Poursuite de la consolidation positive

KEENELAND : L’ANALYSE

Le 4e jour de Keeneland a

ressemblé au 3e jour tout en grossissant les traits apparus. Les 257 yearlings

vendus ont produit un total de 45 Millions de dollars, en hausse de 8% sur

l'année dernière. Dans la foulée, la moyenne a amplifié son ascension dépassant

de 15% celle de 2006, 175,000 contre 153,000 l'année dernière. La médiane

s'envolait à 175,000, réalisant une hausse de 25%. Bref, tous les clignotants

sont au vert, avec plus d'amplitude que Mercredi, et les opérateurs qui étaient

présents ne cessaient de se plaindre tant il était difficile d'acheter à un

prix abordable ce qu'on avait sélectionné. Comme l'affirmait Geoffrey Russell,

le Directeur des Ventes,« the sale was very strong » !

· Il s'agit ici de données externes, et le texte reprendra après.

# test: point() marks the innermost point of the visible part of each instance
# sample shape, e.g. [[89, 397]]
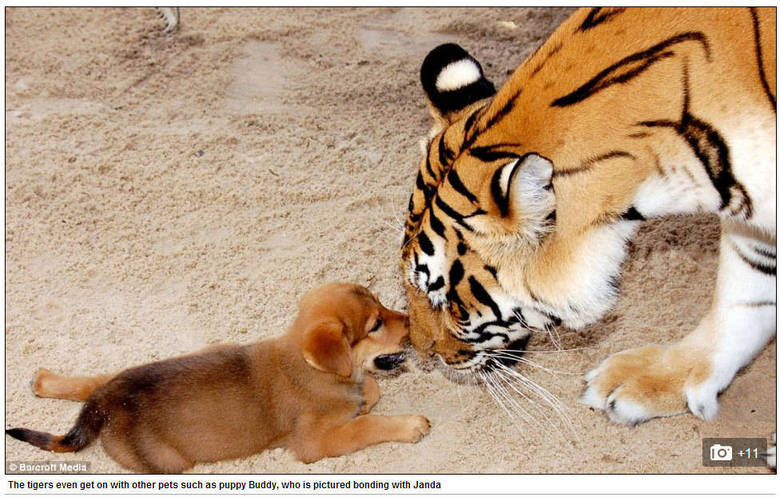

Du coup, en termes statistiques,

le bilan cumulé des 4 premiers jours ne cessent de « redresser » le démarrage

très négatif des tous premiers jours de sélection. Le chiffre d'affaires est en

passe de rattraper celui de 2006, et la moyenne qui s'était effondrée n'est

plus qu'en baisse de 10%. On peut parier que la tendance devrait se maintenir et

que les résultats finaux, à la fin du book 8, risquent de rejoindre, voire

dépasser ceux de 2006.

Comme quoi, le premier

enseignement, au bout de ces 4 jours de ventes intensives, est le suivant : en

organisant une sélection qui isole la crème de l'ensemble, les organisateurs

s'exposent à des pratiques et des comportements très « politiques » de la part

des grands opérateurs, ce « jeu » particulier qui introduisent des biais qui,

in fine, tendent à exclure, psychologiquement et financièrement, certains acteurs

normaux. Bref, nous sommes en présence d'une partition artificielle de marché

qui crée une sorte de bulle transitoire, parfois elle s'envole pour crever les

plafonds au mépris de toute logique (2006), parfois elle se dégonfle, affichant

des résultats fortement baissiers (2007). C'est ce qui est arrivé Lundi et

Mardi.

Et pour preuve de cette

déconnexion, la suite de la vente, tant l'année dernière où elle a rectifié à

la baisse la forte hausse initiale , que cette année où la suite très positive

tempère les mouvement du début, révèle un fonctionnement régulier de marché en

rapport avec les fondamentaux économiques de l'heure.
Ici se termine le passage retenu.